L’avenir de l’éducation a fait un pas en avant – ou peut-être un pas calculé – à la Maison Blanche cette semaine, alors qu’un robot humanoïde nommé Figure 03 a prononcé son discours d’ouverture lors du Sommet de la Coalition mondiale Favoriser l’avenir ensemble. L’événement, organisé par la Première Dame Melania Trump, a mis en valeur le potentiel de l’intelligence artificielle dans l’éducation, en envisageant un monde dans lequel les robots alimentés par l’IA agiraient comme des tuteurs personnalisés pour les enfants.

L’essor de l’éducateur robotique

Le robot Figure 03, fabriqué par Figure AI, basé dans la Silicon Valley, coûte actuellement environ 25 000 dollars.
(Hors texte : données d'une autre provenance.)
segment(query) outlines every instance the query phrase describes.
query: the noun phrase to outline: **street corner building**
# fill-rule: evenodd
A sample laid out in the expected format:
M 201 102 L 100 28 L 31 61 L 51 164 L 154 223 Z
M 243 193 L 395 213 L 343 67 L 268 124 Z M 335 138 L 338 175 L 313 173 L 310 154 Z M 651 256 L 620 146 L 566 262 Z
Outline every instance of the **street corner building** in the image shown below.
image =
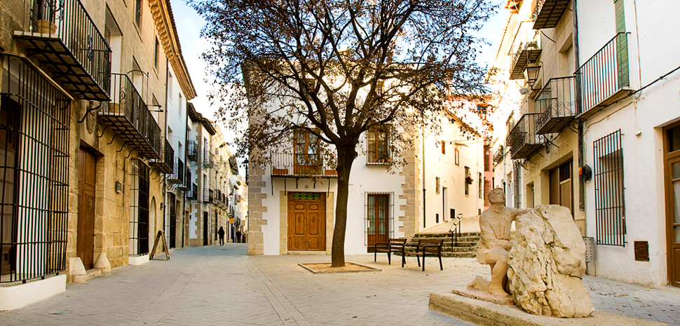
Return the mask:
M 0 311 L 144 264 L 162 235 L 205 243 L 219 222 L 189 221 L 196 95 L 170 1 L 6 0 L 0 23 Z M 225 226 L 227 166 L 200 184 Z
M 569 208 L 591 248 L 589 273 L 680 286 L 680 46 L 668 41 L 680 8 L 671 1 L 505 4 L 490 64 L 494 186 L 508 205 Z

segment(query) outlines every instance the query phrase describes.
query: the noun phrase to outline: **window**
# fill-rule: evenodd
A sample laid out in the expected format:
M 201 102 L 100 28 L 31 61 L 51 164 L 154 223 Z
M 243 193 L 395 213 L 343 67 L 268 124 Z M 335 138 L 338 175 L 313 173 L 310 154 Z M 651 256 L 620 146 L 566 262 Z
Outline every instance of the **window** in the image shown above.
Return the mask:
M 390 163 L 388 144 L 388 127 L 373 129 L 368 131 L 368 163 Z
M 593 143 L 597 244 L 625 246 L 623 149 L 619 129 Z
M 484 198 L 484 188 L 482 188 L 482 181 L 483 181 L 483 178 L 482 177 L 482 172 L 480 172 L 480 179 L 477 180 L 479 189 L 480 189 L 480 199 L 482 199 L 482 198 Z
M 158 69 L 158 39 L 156 39 L 156 44 L 154 45 L 154 67 Z
M 515 188 L 513 194 L 515 195 L 514 203 L 515 208 L 522 208 L 522 165 L 517 161 L 513 161 L 515 166 L 512 170 L 512 184 Z
M 392 237 L 391 193 L 367 193 L 366 244 L 370 248 L 376 243 L 386 243 Z
M 470 176 L 470 168 L 465 167 L 465 196 L 470 196 L 470 184 L 472 183 L 472 178 Z
M 295 130 L 294 153 L 296 175 L 318 175 L 321 173 L 321 154 L 319 152 L 319 138 L 308 130 Z
M 135 1 L 135 22 L 137 27 L 142 25 L 142 0 Z

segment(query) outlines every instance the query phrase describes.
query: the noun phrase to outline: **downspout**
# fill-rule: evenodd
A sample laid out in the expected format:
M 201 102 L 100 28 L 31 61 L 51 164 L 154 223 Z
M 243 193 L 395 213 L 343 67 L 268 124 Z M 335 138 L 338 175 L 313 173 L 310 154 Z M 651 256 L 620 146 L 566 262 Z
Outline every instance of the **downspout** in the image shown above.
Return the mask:
M 423 229 L 426 227 L 427 215 L 425 214 L 425 120 L 423 117 L 423 126 L 421 127 L 421 133 L 423 134 Z
M 168 60 L 168 57 L 165 57 L 165 109 L 164 110 L 164 112 L 163 112 L 163 114 L 165 114 L 165 117 L 163 118 L 164 120 L 163 124 L 165 125 L 165 126 L 163 128 L 163 135 L 165 135 L 163 138 L 165 138 L 166 140 L 168 138 L 168 74 L 170 74 L 170 69 L 168 67 L 168 63 L 169 62 Z M 148 87 L 149 79 L 147 78 L 147 86 Z M 158 116 L 160 116 L 160 114 L 158 114 Z M 163 150 L 163 159 L 165 159 L 165 142 L 163 142 L 163 147 L 161 147 Z M 172 158 L 174 160 L 175 158 Z M 173 162 L 173 164 L 174 164 L 174 162 Z M 165 189 L 165 184 L 167 184 L 167 183 L 165 182 L 165 178 L 167 177 L 168 177 L 168 175 L 163 173 L 163 232 L 165 231 L 165 218 L 166 218 L 165 209 L 167 208 L 167 206 L 168 206 L 168 198 L 167 198 L 168 190 Z M 165 237 L 169 237 L 169 236 L 170 236 L 169 234 L 165 235 Z M 175 243 L 175 247 L 177 246 L 177 243 Z M 165 254 L 168 254 L 168 253 L 166 252 Z

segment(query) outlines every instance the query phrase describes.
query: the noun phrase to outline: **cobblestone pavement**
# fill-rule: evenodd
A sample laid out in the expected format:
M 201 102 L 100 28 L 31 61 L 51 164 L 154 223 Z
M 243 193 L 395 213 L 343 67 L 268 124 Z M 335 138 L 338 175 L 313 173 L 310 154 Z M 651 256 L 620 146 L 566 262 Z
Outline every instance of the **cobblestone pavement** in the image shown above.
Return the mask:
M 312 274 L 299 263 L 325 256 L 248 257 L 243 244 L 182 248 L 171 259 L 127 266 L 21 309 L 0 325 L 468 325 L 428 310 L 428 295 L 463 287 L 488 267 L 473 259 L 436 259 L 426 271 L 410 257 L 348 256 L 382 271 Z M 487 275 L 488 277 L 488 275 Z M 586 277 L 595 308 L 680 325 L 680 294 Z

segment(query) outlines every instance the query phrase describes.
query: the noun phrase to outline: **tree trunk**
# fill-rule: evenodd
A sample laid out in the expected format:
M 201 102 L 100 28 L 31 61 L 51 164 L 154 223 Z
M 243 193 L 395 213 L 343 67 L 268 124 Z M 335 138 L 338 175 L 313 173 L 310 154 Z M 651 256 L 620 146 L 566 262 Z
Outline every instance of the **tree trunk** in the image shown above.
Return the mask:
M 338 193 L 335 206 L 335 229 L 331 249 L 332 267 L 345 266 L 345 229 L 347 227 L 347 199 L 349 194 L 349 175 L 356 158 L 356 144 L 337 146 Z

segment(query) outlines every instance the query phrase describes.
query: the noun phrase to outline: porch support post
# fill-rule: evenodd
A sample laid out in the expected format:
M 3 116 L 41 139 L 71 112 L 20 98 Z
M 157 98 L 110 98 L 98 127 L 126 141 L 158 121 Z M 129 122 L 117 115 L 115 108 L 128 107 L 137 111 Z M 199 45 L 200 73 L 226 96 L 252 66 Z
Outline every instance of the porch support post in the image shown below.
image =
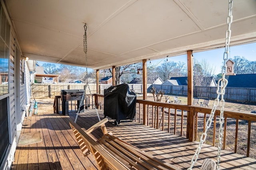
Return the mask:
M 143 86 L 143 100 L 147 100 L 147 84 L 148 84 L 148 75 L 147 75 L 147 60 L 142 60 L 142 86 Z M 143 125 L 147 124 L 147 112 L 146 111 L 146 104 L 143 104 Z
M 188 105 L 193 102 L 193 57 L 192 51 L 187 51 L 188 58 Z
M 112 66 L 112 85 L 116 85 L 116 66 Z
M 100 77 L 99 77 L 99 72 L 100 70 L 98 69 L 96 70 L 96 90 L 97 90 L 97 92 L 96 92 L 97 94 L 100 94 L 100 92 L 99 89 L 99 85 L 100 85 Z
M 193 57 L 192 51 L 187 51 L 188 59 L 188 105 L 192 106 L 193 102 Z M 195 114 L 193 108 L 188 111 L 187 138 L 193 141 L 195 131 Z

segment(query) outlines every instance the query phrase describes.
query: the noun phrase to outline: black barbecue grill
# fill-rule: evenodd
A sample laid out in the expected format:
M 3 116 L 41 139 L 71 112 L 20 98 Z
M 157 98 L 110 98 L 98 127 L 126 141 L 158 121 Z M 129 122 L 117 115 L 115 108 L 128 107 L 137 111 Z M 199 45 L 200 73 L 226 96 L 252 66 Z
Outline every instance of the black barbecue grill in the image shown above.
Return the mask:
M 79 107 L 84 91 L 82 89 L 62 90 L 61 90 L 60 99 L 62 101 L 62 114 L 64 115 L 68 115 L 68 101 L 77 100 L 77 108 Z M 83 111 L 83 103 L 80 108 L 80 112 Z

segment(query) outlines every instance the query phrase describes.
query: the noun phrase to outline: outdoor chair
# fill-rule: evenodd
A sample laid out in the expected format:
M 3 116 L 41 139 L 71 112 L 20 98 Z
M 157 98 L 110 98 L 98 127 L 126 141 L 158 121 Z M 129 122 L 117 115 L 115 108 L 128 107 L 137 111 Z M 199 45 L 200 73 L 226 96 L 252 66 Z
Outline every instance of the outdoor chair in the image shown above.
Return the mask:
M 203 107 L 206 107 L 206 106 L 207 106 L 208 107 L 209 107 L 209 106 L 208 106 L 208 103 L 209 103 L 209 99 L 204 99 L 204 102 L 200 102 L 200 106 L 203 106 Z
M 173 97 L 174 99 L 174 104 L 181 104 L 181 100 L 179 100 L 178 98 L 178 96 L 174 96 Z
M 195 98 L 193 101 L 193 105 L 199 106 L 199 98 Z

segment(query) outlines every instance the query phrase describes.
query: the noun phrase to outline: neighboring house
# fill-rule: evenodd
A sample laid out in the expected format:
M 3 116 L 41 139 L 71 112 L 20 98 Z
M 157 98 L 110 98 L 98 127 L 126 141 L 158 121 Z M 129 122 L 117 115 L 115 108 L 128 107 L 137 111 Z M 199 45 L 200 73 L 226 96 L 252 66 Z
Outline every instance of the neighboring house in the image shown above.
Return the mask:
M 236 74 L 227 76 L 227 87 L 244 88 L 256 88 L 256 74 Z
M 152 89 L 152 87 L 153 87 L 153 84 L 162 84 L 164 82 L 164 81 L 162 80 L 161 78 L 160 77 L 158 77 L 156 80 L 155 80 L 155 81 L 150 85 L 149 87 L 147 89 L 147 92 L 148 93 L 150 93 L 151 92 L 151 89 Z
M 70 83 L 84 83 L 85 82 L 84 81 L 83 81 L 81 80 L 74 80 L 70 81 L 69 82 Z
M 170 85 L 170 86 L 178 86 L 176 80 L 166 80 L 162 84 L 163 85 Z
M 138 78 L 134 78 L 128 84 L 141 84 L 141 79 Z
M 217 83 L 214 77 L 203 77 L 203 81 L 205 82 L 205 86 L 216 87 Z
M 160 78 L 158 78 L 155 81 L 152 83 L 154 84 L 162 84 L 164 82 L 164 81 L 162 80 Z
M 173 77 L 170 80 L 176 80 L 179 86 L 188 85 L 188 77 Z M 217 84 L 214 77 L 202 77 L 201 80 L 204 82 L 203 86 L 216 87 Z
M 170 80 L 176 80 L 179 86 L 188 86 L 188 77 L 172 77 Z
M 112 84 L 112 76 L 107 76 L 105 77 L 99 81 L 100 84 Z
M 36 62 L 35 74 L 34 74 L 35 82 L 38 83 L 58 83 L 59 82 L 58 74 L 51 74 L 44 70 L 44 67 Z

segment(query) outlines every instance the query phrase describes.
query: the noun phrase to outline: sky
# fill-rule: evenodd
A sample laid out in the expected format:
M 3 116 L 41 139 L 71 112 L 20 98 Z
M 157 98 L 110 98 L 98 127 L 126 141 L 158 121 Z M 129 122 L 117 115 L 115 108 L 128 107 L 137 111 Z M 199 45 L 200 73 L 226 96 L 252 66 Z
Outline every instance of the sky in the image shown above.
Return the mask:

Conçu à l’origine pour les tâches ménagères (plier le linge, gérer les courses et même le service de boissons au bord de la piscine), ses capacités s’étendent désormais aux rôles éducatifs. Lors du sommet, le robot a accueilli les participants dans plusieurs langues, présentant l’IA comme un outil permettant de « donner aux enfants les moyens de bénéficier de la technologie et de l’éducation ».

La Première Dame a spécifiquement suggéré que ces robots pourraient révolutionner l’apprentissage en s’adaptant au rythme, au niveau de connaissances et à l’état émotionnel de chaque élève. Ce concept s’inscrit dans la dynamique plus large de l’IA dans l’éducation, où les machines promettent un enseignement individualisé à grande échelle.

Le rôle des Big Tech et le financement gouvernemental

Le sommet a réuni des dirigeants de 45 pays et des représentants de géants de la technologie comme Google, OpenAI et Microsoft, aux côtés de la société d’analyse de données Palantir. La secrétaire américaine à l’Éducation, Linda McMahon, a souligné que l’IA était une priorité absolue pour le ministère de l’Éducation, avec des millions de dollars de subventions déjà alloués pour soutenir son intégration dans les écoles.

McMahon a présenté l’IA comme une solution rentable pour développer les ressources éducatives, suggérant qu’elle pourrait « embaucher un grand nombre de personnes à une fraction du coût ». Cette déclaration souligne les incitations financières qui motivent l’adoption de l’IA, même si des questions subsistent quant au déplacement potentiel des éducateurs humains.

Contrecoups et inquiétudes concernant la connexion humaine

L’introduction d’un robot humanoïde dans le débat sur l’éducation a déclenché des réactions négatives. Les critiques soutiennent que le remplacement des enseignants par des machines priverait la classe d’interactions humaines vitales et accélérerait les pertes d’emplois. Les commentaires sur les réseaux sociaux reflètent un profond scepticisme, beaucoup remettant en question la valeur des robots sans émotion pour façonner les jeunes esprits.

Ce débat intervient alors que l’administration Trump continue de remodeler le ministère de l’Éducation, confrontée à des critiques concernant les changements politiques proposés et les réductions de financement. L’accent mis sur l’IA pourrait refléter une évolution plus large vers des solutions technologiques, même si les conséquences à long terme restent incertaines.

L’introduction de robots basés sur l’IA dans l’éducation soulève des questions fondamentales sur l’avenir de l’enseignement et de l’apprentissage. Alors que les partisans vantent l’efficacité et la personnalisation, les opposants craignent la perte du lien humain et le potentiel de perturbations supplémentaires dans un système éducatif déjà mis à rude épreuve. Le débat va probablement s’intensifier à mesure que l’IA sera plus profondément intégrée dans les salles de classe du monde entier.